0
votes

I am trying Tensorflow faster_rcnn_resnet101 model to detect multiple objects in a 642*481 image. I tried two ways but none got satisfactory results.

1) In this way, I cropped the objects (50*160 rectangle) from training images (training images might be at a different dim size than 642*481 test image). I use those cropped images to train the faster_rcnn_resnet101. Looks like it has good result if the test set is also a cropped image on the same size. But for the 642*481 test image, it could not detect multiple objects there with good results.

Then I think about maybe the model rescaled the test image to match the 50*160 so the details got lost. In this thought, I tried another way

2) I copied each cropped images into a 642*481 white background respectively (padding basically). So each training image has the same dim size as the test image. The location of the cropped images copied on the background is purposely set as random. However, it still does not have good detection on the test image. To try its performance, I use GIMP to make windows that contain objects and replace other parts outside the windows with white pixels. The result is much better. If we only keep one object window in the image and make other parts as white, the result is super.

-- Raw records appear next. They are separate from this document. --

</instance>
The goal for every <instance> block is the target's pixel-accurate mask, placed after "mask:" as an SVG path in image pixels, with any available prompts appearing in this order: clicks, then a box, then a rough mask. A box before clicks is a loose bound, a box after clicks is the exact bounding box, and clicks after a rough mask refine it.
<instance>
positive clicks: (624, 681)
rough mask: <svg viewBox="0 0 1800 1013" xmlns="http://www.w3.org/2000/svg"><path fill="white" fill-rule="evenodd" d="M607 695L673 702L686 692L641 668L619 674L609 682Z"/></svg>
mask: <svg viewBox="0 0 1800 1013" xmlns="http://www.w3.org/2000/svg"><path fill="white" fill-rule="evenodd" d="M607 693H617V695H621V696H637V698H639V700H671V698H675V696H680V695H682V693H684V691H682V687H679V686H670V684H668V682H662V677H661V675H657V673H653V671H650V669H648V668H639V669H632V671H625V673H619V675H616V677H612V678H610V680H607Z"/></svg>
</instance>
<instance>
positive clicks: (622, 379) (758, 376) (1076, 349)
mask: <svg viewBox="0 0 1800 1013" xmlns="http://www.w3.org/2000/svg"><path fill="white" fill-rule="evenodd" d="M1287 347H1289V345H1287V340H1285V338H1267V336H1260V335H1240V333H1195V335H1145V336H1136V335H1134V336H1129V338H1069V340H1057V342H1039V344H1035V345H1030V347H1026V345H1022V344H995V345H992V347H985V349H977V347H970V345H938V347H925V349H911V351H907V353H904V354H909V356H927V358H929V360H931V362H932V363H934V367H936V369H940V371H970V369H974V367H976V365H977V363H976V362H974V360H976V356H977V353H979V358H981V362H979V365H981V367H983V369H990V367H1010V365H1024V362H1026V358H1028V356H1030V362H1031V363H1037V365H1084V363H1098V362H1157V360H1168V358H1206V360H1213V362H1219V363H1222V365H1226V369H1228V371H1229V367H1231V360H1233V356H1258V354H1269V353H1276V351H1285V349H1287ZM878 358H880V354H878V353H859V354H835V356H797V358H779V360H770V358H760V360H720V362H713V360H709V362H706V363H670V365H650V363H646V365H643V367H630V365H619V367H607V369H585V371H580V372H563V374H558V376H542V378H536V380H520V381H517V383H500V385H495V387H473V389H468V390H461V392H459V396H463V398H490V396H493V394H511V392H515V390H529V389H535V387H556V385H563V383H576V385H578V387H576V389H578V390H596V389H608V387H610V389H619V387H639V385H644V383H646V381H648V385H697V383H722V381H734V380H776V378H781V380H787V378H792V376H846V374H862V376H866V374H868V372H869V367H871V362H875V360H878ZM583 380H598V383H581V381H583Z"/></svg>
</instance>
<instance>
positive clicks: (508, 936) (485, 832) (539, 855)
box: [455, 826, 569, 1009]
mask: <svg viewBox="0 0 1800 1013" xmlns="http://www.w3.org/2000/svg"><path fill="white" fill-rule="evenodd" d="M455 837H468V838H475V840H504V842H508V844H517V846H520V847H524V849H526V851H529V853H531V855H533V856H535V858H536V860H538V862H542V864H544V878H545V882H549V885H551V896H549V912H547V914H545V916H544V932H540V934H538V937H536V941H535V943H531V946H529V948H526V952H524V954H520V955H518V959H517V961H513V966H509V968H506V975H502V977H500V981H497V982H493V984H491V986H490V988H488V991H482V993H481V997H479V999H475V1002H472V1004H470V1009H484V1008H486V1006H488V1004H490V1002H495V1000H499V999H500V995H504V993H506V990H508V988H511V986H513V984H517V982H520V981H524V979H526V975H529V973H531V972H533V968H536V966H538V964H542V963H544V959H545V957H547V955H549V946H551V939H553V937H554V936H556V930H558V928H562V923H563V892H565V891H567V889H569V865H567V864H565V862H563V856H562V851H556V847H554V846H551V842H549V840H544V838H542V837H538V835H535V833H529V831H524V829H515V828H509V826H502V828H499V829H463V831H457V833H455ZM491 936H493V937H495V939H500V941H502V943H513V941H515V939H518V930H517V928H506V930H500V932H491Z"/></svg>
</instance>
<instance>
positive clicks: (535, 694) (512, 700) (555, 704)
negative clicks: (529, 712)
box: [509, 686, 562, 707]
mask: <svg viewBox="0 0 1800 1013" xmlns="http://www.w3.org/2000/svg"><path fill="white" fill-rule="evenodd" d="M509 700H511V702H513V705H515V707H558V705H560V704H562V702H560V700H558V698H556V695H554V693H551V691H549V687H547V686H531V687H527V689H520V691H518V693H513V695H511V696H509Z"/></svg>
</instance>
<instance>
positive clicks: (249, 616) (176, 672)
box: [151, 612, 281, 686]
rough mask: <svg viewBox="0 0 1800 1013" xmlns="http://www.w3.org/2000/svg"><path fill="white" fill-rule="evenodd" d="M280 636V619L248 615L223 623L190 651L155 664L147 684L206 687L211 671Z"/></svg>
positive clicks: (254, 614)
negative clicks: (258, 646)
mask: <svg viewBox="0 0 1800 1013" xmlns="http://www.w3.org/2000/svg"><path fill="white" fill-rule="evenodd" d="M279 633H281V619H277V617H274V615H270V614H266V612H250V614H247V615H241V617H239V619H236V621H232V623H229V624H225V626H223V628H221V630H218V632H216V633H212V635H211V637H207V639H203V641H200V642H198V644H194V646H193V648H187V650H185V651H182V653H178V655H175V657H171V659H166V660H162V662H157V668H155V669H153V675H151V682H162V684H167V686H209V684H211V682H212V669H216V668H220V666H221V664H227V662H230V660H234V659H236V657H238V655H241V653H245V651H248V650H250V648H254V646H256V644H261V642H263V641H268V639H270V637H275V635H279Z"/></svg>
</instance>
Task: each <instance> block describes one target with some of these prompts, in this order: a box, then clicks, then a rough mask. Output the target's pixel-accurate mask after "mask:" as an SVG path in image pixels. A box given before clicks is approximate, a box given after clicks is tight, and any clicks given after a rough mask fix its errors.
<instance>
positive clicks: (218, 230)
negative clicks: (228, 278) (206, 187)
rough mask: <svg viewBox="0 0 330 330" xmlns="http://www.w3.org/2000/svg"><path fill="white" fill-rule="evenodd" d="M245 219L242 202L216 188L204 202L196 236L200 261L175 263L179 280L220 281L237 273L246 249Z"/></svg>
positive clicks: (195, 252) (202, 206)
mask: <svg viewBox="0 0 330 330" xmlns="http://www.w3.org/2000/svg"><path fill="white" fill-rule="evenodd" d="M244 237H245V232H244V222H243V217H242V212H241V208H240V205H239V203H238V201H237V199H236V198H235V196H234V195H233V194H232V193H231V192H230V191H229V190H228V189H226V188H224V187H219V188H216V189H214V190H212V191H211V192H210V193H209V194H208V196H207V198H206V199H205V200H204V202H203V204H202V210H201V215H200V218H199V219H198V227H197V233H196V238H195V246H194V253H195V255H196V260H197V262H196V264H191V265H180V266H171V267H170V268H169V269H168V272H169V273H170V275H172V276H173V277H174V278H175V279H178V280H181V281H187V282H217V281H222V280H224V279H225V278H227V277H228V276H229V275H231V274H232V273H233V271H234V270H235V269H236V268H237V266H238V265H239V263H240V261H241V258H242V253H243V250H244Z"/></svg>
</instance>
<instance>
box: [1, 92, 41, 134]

So my question is what is happening behind those? How could I make it work to detect multiple objects in the test images successfully? Thanks.

1

1 Answers

0
votes

The idea is that you should use training images containing multiple instances of objects during training. In other words, you don't have to crop ! Especially that your images are not very big.

However, you DO have to identify (label) the objects. This means to know the bounding box of each object in an image. Furthermore, this data should be assembled together with the original image in a tfrecord file. There is a good guide here with the whole process. In your case, you would label all objects in the source image (642x481), instead of just the "raccoon". If your objects have multiple classes, make sure you label them as so !

If you train with these images, which contain the objects in their contexts, then the network will learn to recognize similar images, which have objects in context.